Effect of thyroid hormone deficiency and excess on regulation of the H-P-T axis. (a) Serum TSH levels were sequentially determined in TR-β^+/+ (white bar, solid line), TR-β^GS/GS (gray bar, dotted line), and TR-β^–/– mice (black bar, dashed line) at the baseline, after Lo I/PTU diet+MMI water for 5 weeks, and with the additional treatment with different doses of L-T₃ for 5 days each (top). TSH detection limit was less than 25 mU/l. Serum T₄ (center) and T₃ (bottom) levels were also measured. Five animals were evaluated in each group, and data are shown as means ± SEM. (b) TSH-β (top) and common-α subunit (bottom) mRNA levels in the anterior pituitary of TR-β^+/+, TR-β^GS/GS, and TR-β^–/– mice using a Northern blot analysis. Each Northern blot was rehybridized with cyclophilin probe as a control, and data were normalized for each mRNA level relative to the basal state of WT animals. *P < 0.05, **P < 0.01. i.p., intraperitoneal.

Figure 4

Selective loss of M-cone and altered S-cone distribution in TR-β^GS/GS and TR-β^–/– mutant mice.
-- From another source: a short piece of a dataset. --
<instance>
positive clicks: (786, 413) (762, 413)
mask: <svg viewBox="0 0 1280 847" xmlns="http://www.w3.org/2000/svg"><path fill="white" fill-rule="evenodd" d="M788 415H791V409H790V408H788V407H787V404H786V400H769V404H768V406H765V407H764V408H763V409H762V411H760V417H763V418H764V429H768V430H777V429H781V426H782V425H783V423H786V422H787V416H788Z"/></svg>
The left panels show S opsin immunostaining visualized with red fluorescence. The right panels display M opsin–specific immunostaining labeled with green fluorescence in retina of TR-β^+/+, TR-β^GS/GS, and TR-β^–/– mice. Both superior (dorsal) and inferior (ventral) regions are displayed from each genotype. TR-β^GS/GS and TR-β^–/– mice showed S opsin expression in significantly more dorsal regions of cone photoreceptors compared with TR-β^+/+ mice and had an absence of M opsin expression throughout the retina.

Figure 5

Cochlear function and histopathology in TR-β mutant animals. (a) ABR thresholds for TR-β^GS/GS and TR-β^–/– mice are elevated with respect to TR-β^+/+, but loss is greater in TR-β^–/–. Data from individual 8-week-old animals are shown. (b) DPOAE thresholds for TR-β^GS/GS and TR-β^–/– mice are elevated with respect to WT; however, TR-β^–/– exhibited a much greater deficit. Data are mean ± SEM. Group sizes were 10, 18, and 14 for TR-β^+/+, TR-β^GS/GS, and TR-β^–/–, respectively. (c–e) Photomicrographs of the upper basal turn (cochlear frequency approximately 16 kHz) from WT and TR-β mutant cochleas. Arrows indicate: (c) tectorial membrane in TR-β^+/+; (d) misaligned feet of outer pillar cells in TR-β^GS/GS; (e) collapse of outer supporting cells (unfilled) and loss of spiral ligament fibrocytes in TR-β^–/– (filled). Scale bar in c applies to all three images. (f–h) Basal-turn OHC loss is seen in TR-β^–/– mice. Data from one ear of each genotype are shown. Symbol key in g applies to all three panels.